Is there a need to leave an open wound on the ear to treat an aural hematoma? No. The surgeon leaves an open wound to allow the blood to escape and pressure to not fill the hematoma region after he installs stitches. This is counter productive to healing.

The blood and serum are what heals the hematoma, and by letting it release out of the ear and into your home, the hematoma will not heal. It is only after enough blood clot has formed that the blood vessels will seal and stop filling the hematoma. The Auralsplint is the only treatment that accomplishes this using medical established facts.

It takes pressure against the broken blood vessels to stop them from bleeding. And, it takes splinting the ear tissues against one another to insure they reattach in proper form and position. It's a Class 1 Medical Device and Dressing for the veterinary industry and for the public.

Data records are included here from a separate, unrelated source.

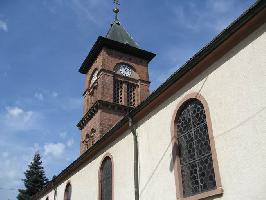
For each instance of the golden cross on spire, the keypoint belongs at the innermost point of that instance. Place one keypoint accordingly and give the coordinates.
(116, 9)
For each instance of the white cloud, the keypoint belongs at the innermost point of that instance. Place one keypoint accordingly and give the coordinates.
(214, 15)
(72, 103)
(55, 94)
(63, 135)
(3, 26)
(5, 154)
(14, 111)
(54, 149)
(16, 119)
(39, 96)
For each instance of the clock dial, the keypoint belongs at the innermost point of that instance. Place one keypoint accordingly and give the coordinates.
(94, 77)
(125, 70)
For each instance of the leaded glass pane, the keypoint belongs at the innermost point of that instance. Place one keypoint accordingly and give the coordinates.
(195, 151)
(131, 94)
(118, 91)
(106, 180)
(67, 195)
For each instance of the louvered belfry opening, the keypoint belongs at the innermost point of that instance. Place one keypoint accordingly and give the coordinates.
(106, 179)
(131, 94)
(118, 91)
(195, 151)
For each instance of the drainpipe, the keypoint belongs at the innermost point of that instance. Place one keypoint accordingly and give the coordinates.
(136, 158)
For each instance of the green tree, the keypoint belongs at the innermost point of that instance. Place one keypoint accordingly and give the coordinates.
(35, 179)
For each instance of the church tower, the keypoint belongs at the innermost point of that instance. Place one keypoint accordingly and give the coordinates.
(117, 80)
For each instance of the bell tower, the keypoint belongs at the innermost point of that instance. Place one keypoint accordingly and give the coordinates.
(117, 80)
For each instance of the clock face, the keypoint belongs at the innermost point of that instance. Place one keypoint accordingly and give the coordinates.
(125, 70)
(94, 77)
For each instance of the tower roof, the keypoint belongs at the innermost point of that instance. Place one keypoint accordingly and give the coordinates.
(119, 34)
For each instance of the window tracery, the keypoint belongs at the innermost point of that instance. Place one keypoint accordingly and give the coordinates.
(195, 154)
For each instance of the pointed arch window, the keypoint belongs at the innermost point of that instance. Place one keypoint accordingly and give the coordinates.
(118, 91)
(106, 179)
(196, 163)
(68, 190)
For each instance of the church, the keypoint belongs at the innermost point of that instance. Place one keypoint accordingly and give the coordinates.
(200, 135)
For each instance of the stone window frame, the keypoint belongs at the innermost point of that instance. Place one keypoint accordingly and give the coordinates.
(176, 160)
(68, 185)
(107, 156)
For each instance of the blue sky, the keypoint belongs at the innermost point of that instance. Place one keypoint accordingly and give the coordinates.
(43, 43)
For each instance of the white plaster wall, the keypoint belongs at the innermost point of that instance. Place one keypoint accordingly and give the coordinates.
(85, 182)
(235, 89)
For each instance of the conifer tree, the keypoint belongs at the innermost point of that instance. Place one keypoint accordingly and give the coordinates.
(35, 179)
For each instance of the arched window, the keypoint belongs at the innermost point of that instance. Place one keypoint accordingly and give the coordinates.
(68, 190)
(106, 179)
(196, 163)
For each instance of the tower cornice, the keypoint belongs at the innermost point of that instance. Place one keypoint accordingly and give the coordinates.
(105, 42)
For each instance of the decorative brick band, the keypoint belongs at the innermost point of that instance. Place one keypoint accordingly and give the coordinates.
(101, 105)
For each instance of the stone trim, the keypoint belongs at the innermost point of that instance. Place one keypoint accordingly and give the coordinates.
(177, 171)
(254, 17)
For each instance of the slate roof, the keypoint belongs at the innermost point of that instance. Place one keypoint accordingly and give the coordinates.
(255, 9)
(119, 34)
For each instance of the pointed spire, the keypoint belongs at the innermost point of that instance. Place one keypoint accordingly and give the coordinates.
(117, 31)
(116, 9)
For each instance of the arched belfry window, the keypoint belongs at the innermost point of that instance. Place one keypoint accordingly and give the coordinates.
(68, 190)
(106, 179)
(196, 163)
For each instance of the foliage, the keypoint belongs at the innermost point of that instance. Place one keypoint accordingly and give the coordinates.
(35, 179)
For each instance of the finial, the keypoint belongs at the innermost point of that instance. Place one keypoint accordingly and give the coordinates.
(116, 9)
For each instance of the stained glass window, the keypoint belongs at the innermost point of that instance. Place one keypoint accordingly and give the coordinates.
(131, 94)
(67, 195)
(194, 148)
(106, 179)
(118, 91)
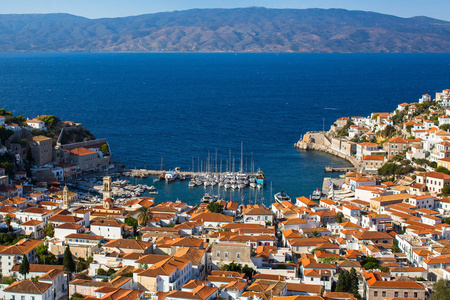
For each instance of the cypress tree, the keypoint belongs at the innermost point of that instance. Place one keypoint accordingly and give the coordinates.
(68, 263)
(24, 268)
(340, 285)
(354, 282)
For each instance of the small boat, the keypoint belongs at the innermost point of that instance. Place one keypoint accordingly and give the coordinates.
(170, 176)
(317, 194)
(260, 178)
(281, 196)
(207, 198)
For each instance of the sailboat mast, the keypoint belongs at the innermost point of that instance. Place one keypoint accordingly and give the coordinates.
(242, 157)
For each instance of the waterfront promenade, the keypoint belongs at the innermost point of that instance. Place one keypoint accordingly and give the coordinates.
(318, 140)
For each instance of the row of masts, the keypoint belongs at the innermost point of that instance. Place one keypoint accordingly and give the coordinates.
(214, 164)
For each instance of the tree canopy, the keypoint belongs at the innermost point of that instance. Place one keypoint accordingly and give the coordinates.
(215, 207)
(24, 267)
(441, 290)
(348, 282)
(44, 256)
(370, 263)
(68, 263)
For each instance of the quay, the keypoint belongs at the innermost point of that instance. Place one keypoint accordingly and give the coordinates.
(145, 172)
(331, 169)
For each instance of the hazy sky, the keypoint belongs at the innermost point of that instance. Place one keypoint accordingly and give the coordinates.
(117, 8)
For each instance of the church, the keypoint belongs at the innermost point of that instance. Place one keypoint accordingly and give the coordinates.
(107, 210)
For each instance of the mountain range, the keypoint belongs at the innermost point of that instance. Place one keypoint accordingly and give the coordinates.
(251, 29)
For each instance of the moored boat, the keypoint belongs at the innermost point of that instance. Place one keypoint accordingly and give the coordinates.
(281, 196)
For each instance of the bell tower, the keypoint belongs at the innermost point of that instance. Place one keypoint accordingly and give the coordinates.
(107, 193)
(65, 197)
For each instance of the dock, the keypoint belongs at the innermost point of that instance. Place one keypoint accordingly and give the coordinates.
(156, 173)
(341, 170)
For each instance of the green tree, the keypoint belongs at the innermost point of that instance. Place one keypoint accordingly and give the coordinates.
(215, 207)
(145, 215)
(354, 282)
(81, 264)
(44, 256)
(8, 220)
(445, 127)
(68, 263)
(24, 268)
(395, 248)
(370, 263)
(441, 290)
(317, 249)
(341, 285)
(76, 296)
(339, 217)
(130, 221)
(101, 272)
(445, 191)
(442, 169)
(49, 230)
(50, 120)
(315, 233)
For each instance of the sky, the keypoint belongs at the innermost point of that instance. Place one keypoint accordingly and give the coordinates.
(120, 8)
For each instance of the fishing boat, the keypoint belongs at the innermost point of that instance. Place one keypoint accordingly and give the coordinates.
(260, 178)
(207, 198)
(281, 196)
(170, 176)
(317, 194)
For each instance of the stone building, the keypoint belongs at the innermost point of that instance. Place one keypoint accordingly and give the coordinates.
(41, 149)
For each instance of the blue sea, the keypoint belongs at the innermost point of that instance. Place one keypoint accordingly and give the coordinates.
(180, 106)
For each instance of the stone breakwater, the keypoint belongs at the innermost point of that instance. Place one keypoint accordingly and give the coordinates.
(319, 141)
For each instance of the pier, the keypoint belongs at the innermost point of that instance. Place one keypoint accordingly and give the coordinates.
(156, 173)
(345, 169)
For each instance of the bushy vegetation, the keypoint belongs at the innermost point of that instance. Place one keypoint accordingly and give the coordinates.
(234, 267)
(370, 263)
(391, 168)
(215, 207)
(348, 282)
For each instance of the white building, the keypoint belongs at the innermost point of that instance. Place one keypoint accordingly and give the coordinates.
(28, 290)
(36, 124)
(109, 229)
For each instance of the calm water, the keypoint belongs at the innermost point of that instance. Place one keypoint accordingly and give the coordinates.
(179, 106)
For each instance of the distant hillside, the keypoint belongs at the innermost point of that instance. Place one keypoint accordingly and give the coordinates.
(226, 30)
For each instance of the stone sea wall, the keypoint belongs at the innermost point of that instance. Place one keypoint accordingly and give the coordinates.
(319, 141)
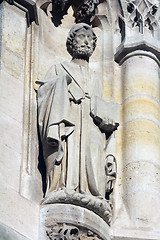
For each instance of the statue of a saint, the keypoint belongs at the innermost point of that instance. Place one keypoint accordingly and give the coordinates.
(74, 120)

By anon1002862 — On Mar 05, 2020

The simple description of surgery in this article is not nearly graphic enough. The vet removes a section of skin to allow the blood to release outside of the ear into a medical dressing or into the air, ground, walls, sheets, bedding or any other item near them. It also takes six months to heal. I do not recommend surgery. It is most important to find the affliction before one week has gone by. After 6-7 days the blood will clot, and only a surgical procedure can get the clot out. Go see a vet early and have a hypodermic needle aspiration, only.